Deuxième argument : il concerne plus directement les prêtres souhaitant bénéficier du même privilège que l'IBP, mais ne pouvant faire état d'un droit que nous donnent nos statuts, puisque… ce ne sont pas les leurs.
Il y a, me semble-t-il, une difficulté théologique vraiment dérangeante à faire de la concélébration dans la forme nouvelle du rite latin le signe nécessaire de la communion.
D'abord, cela aboutit à nier la notion – traditionnelle dans l'Église – de rite propre. Demain si tel Patriarche orthodoxe se rattache à la Primauté romaine, faudra-t-il que la concélébration selon la forme nouvelle du rite romain vienne sceller la réconciliation entre lui et le pape de Rome ? Il me semble que cette notion canonique de rite propre est nécessaire à un œcuménisme bien tempéré. Il serait absurde de la mettre en cause au sein de l'Église latine, alors que la réunion des deux poumons de l'Église semble de plus en plus attendue.
Plus profondément, cela introduit une dualité et une préférence dans ce que le pape a appelé « l'unique rite latin sous ses deux formes », et cela au risque de rallumer la guerre des rites que le Motu proprio du 7 juillet dernier avait si fermement souhaité conjurer. Il est absurde de réclamer que les prêtres célébrant habituellement le rite traditionnel manifestent leur communion dans le rite nouveau, comme si le rite traditionnel, célébré una cum famulo tuo papa nostro Benedicto ne portait pas en lui-même une volonté efficace de communion. Exiger cette concélébration de la part de ceux qui célèbrent habituellement le rite dans sa forme traditionnelle, c'est mettre en cause, de manière difficilement tolérable, la finalité et donc la légitimité du rite traditionnel.
Et si l'on m'explique le contraire, alors, logiquement la concélébration n'est pas nécessaire.

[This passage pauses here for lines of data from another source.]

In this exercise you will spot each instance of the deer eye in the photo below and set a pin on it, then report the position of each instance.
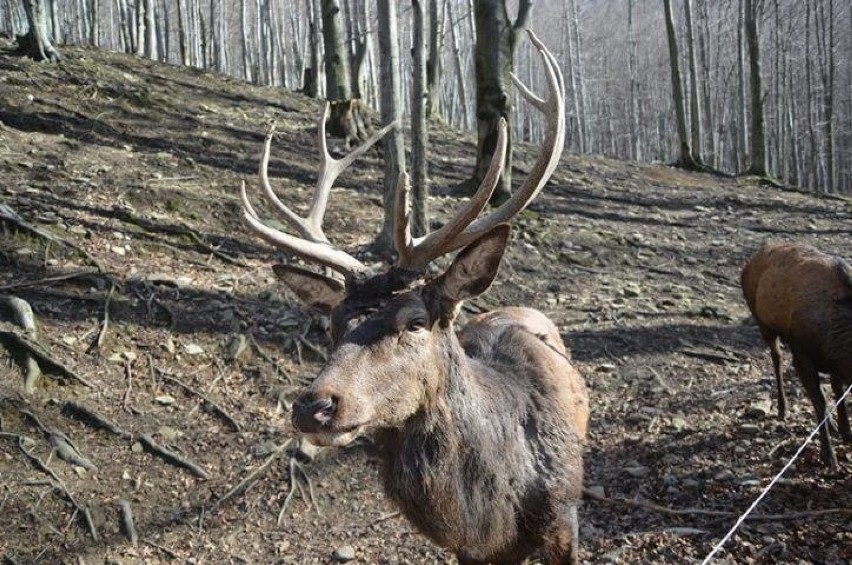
(416, 324)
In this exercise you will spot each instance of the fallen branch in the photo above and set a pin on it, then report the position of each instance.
(22, 313)
(252, 478)
(171, 457)
(127, 525)
(18, 343)
(59, 486)
(98, 342)
(218, 410)
(639, 503)
(47, 280)
(93, 418)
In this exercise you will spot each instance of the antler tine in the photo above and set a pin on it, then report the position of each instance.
(331, 169)
(317, 252)
(416, 253)
(465, 227)
(311, 244)
(553, 109)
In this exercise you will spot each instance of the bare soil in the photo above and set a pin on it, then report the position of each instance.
(128, 171)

En revanche, il importe de mettre en valeur des signes concrets de communion dans un véritable respect mutuel, qui va, bien entendu, jusqu'à une collaboration réciproque dans l'évangélisation.
Le dernier point est important : nous avons reçu le droit d'exprimer une « critique constructive de Vatican II » et des réformes qui lui font suite, parmi lesquelles, la réforme liturgique. Nous n'avons jamais caché que nous avons des critiques respectueuses à énoncer quant à la théologie de la forme nouvelle du rite, celles-là mêmes que formulèrent en leur temps les cardinaux Ottaviani et Bacci dans leur Bref Examen critique. Il est certain qu'à travers l'encyclique Ecclesia de Eucharistia comme aussi dans le document Redemptionis Sacramentum, le magistère entreprend une réévaluation à longue portée de l'œuvre liturgique de Vatican II. Nous pensons que notre propre « critique constructive » s'inscrit dans ce grand mouvement ecclésial. Nous la présentons avec humilité, mais aussi dans un grand désir de vérité.
S'il est vrai que la barque de Pierre fait eau de toutes parts, elle ne pourra se redresser que dans la mesure où elle retrouvera l'étoile polaire de sa Tradition.